A register is like a uniform; it stays the same for the execution. This can be a sampler, texture, buffer, etc.
struct SHRegister {
u8 type; //ShaderRegisterType
u8 id; //Register id
u16 representation; //Represents which buffer to use
u16 nameIndex;
u16 size; //If the type is an array (array of textures for example)
u16 access; //ShaderStageType
u8 format; //TextureFormat; if ShaderRegisterType::Image
u8 padding = 0;
};'type' the ShaderRegisterType (Undefined (0), UBO (1), SSBO(2), Texture(3), Image(4), Sampler(5)).
'id' is the register id.
'representation' is the index of the embedded resource (+ 1). With buffer, this is the id of the buffer info it should use. However, this might be used with immutable samplers in the future.
'nameIndex' is where the name is stored in the oiSL file.
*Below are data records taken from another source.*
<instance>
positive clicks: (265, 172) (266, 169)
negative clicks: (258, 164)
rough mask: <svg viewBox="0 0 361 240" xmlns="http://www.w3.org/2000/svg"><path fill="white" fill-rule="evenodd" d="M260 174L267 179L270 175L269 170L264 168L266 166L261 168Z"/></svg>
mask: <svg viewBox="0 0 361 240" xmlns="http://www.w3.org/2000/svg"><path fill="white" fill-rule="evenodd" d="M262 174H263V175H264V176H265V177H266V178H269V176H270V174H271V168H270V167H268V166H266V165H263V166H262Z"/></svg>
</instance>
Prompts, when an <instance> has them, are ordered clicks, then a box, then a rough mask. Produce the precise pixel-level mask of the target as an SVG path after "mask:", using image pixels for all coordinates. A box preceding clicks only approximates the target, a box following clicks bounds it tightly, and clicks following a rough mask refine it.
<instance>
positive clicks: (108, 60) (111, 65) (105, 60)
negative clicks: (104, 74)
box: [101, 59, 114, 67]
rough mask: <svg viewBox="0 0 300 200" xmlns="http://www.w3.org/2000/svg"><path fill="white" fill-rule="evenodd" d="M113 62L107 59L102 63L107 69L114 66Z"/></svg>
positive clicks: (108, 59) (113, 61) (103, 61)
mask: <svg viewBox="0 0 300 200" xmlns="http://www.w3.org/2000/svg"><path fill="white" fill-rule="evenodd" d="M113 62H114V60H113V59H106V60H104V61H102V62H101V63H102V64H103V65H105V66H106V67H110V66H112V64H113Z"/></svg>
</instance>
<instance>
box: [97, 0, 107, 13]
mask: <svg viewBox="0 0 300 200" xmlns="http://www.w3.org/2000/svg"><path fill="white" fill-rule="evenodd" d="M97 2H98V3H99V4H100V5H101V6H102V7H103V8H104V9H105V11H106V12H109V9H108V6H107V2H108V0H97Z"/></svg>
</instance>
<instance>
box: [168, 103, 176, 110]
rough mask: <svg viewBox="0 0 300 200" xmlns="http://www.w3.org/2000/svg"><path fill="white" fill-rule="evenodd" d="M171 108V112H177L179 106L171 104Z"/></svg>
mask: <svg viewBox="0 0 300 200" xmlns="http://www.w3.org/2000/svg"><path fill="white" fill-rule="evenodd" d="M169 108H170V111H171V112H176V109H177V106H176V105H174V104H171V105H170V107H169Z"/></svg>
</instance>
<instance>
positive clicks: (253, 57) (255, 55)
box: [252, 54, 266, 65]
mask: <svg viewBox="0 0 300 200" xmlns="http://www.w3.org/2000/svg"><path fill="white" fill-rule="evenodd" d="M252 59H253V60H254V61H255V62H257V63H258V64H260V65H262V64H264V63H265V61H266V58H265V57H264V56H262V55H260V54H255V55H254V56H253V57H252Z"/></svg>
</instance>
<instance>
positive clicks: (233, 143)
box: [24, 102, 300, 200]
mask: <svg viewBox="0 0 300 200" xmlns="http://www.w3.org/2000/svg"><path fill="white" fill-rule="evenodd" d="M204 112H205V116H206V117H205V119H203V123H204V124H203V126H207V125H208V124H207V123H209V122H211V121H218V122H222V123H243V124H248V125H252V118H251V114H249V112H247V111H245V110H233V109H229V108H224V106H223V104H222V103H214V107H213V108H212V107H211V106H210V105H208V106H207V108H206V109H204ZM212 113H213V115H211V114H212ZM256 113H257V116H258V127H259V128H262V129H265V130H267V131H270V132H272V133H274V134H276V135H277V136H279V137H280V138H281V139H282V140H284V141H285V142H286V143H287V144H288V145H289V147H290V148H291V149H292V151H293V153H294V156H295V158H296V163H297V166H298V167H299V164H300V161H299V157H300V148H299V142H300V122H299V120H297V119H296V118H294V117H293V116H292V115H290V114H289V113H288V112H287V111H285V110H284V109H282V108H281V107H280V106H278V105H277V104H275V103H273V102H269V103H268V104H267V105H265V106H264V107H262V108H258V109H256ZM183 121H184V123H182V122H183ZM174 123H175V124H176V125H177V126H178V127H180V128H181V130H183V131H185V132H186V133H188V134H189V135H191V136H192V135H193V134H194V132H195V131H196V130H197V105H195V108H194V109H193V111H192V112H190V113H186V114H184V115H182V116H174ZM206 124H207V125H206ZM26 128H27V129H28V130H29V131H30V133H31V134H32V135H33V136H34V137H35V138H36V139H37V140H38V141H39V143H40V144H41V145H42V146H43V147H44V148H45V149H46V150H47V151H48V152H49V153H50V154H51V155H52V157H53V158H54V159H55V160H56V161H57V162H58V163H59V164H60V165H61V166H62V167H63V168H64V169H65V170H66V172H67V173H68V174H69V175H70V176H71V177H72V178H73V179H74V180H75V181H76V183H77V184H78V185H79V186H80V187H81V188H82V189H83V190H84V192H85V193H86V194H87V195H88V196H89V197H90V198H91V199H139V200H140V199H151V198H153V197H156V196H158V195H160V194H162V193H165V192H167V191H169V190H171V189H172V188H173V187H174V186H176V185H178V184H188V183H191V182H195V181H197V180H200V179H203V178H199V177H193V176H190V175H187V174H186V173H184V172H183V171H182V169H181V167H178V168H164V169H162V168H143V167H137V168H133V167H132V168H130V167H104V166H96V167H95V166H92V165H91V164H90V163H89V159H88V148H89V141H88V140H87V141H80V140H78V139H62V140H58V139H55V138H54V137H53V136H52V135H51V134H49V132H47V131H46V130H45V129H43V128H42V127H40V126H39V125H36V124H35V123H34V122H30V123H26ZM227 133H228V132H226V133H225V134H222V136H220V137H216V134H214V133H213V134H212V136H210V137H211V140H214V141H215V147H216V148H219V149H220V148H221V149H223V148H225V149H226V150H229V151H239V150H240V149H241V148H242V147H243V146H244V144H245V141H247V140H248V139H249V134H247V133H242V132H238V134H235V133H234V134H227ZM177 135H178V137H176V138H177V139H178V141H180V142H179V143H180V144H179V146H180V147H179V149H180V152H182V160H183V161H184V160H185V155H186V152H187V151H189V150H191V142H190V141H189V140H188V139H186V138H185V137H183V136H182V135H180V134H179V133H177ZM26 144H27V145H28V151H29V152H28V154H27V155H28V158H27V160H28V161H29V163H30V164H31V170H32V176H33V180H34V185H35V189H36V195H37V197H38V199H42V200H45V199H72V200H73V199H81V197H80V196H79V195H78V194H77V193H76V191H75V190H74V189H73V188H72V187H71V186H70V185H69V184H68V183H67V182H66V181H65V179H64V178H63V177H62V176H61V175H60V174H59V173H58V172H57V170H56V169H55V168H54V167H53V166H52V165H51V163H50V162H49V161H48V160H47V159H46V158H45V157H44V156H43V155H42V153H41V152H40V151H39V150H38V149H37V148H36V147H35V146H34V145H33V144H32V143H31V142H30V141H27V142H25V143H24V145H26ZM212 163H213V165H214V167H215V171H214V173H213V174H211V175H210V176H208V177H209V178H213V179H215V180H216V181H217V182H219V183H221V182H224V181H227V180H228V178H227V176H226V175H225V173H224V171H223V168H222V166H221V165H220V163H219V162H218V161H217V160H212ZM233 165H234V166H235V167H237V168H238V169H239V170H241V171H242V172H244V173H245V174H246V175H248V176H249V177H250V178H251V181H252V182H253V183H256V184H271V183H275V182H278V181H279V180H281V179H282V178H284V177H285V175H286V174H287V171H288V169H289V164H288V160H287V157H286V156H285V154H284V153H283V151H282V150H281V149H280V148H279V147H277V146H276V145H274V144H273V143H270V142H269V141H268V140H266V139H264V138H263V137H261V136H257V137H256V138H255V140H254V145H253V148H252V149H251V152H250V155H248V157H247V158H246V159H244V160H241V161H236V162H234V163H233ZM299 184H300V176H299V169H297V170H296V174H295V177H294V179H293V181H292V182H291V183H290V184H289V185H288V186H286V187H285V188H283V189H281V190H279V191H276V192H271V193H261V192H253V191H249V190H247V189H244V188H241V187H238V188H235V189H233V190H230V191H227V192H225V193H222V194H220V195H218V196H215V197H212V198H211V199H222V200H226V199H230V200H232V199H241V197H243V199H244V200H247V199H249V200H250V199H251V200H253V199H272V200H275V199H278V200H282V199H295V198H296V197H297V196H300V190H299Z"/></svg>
'size' is the size of the array (for example, texture array). But is mostly always 1.
'format' is the format of the register; currently only used for ShaderRegisterType::Image.
The SHFile is laid out like following:
SHHeader header;
std::vector<SHStage> stages;
std::vector<std::pair<std::vector<SHInput>, std::vector<SHOutput>>> stageInputsOutputs;
std::vector<SHRegister> registers;
SLFile strings;
std::vector<SBFile> shaderBuffers;
Buffer bytecode;Just like in the oiSB format, you can directly convert a ShaderInfo struct into a SHFile:
ShaderInfo info = ...;
SHFile file = oiSH::convert(info);
if(!oiSH::write(myOutputFile, file))
; //Handle errorAs seen above, it is very similar to how the other file formats are handled.
SHFile file;
if(!oiSH::read(myInputFile, file))
; //Handle error
ShaderInfo info = oiSH::convert(file);Now you can create a Shader object with it and use it.
For runtime compilation, you can use the compile and convert functions. These take in the ShaderSource. ShaderSource can be created like following:
ShaderSource simpleShader = ShaderSource("simple",
{ "res/shaders/simple.frag", "res/shaders/simple.vert" }, ShaderSourceType::GLSL); //Create from files (SPIRV/GLSL/HLSL)
ShaderSource embeddedShader = ShaderSource("embedded", ShaderSourceType::GLSL,
{ { "vert", myVertCode }, { "frag", myFragCode } }); //Create from source (no relative includes)
ShaderSource spvShader = ShaderSource("spv",
{ { "vert", vertSpv }, { "frag", fragSpv } }); //Create from spirv (has to be a CopyBuffer)This can then be sent to 'convert' to get a SHFile or 'compile' to get a ShaderInfo struct.
The oibaker tool is made for allowing you to convert hlsl and glsl to oiSH automatically. Just put your shaders into a res/shaders directory and run the exe from the app folder root, this will convert all shader files into a .oiSH file.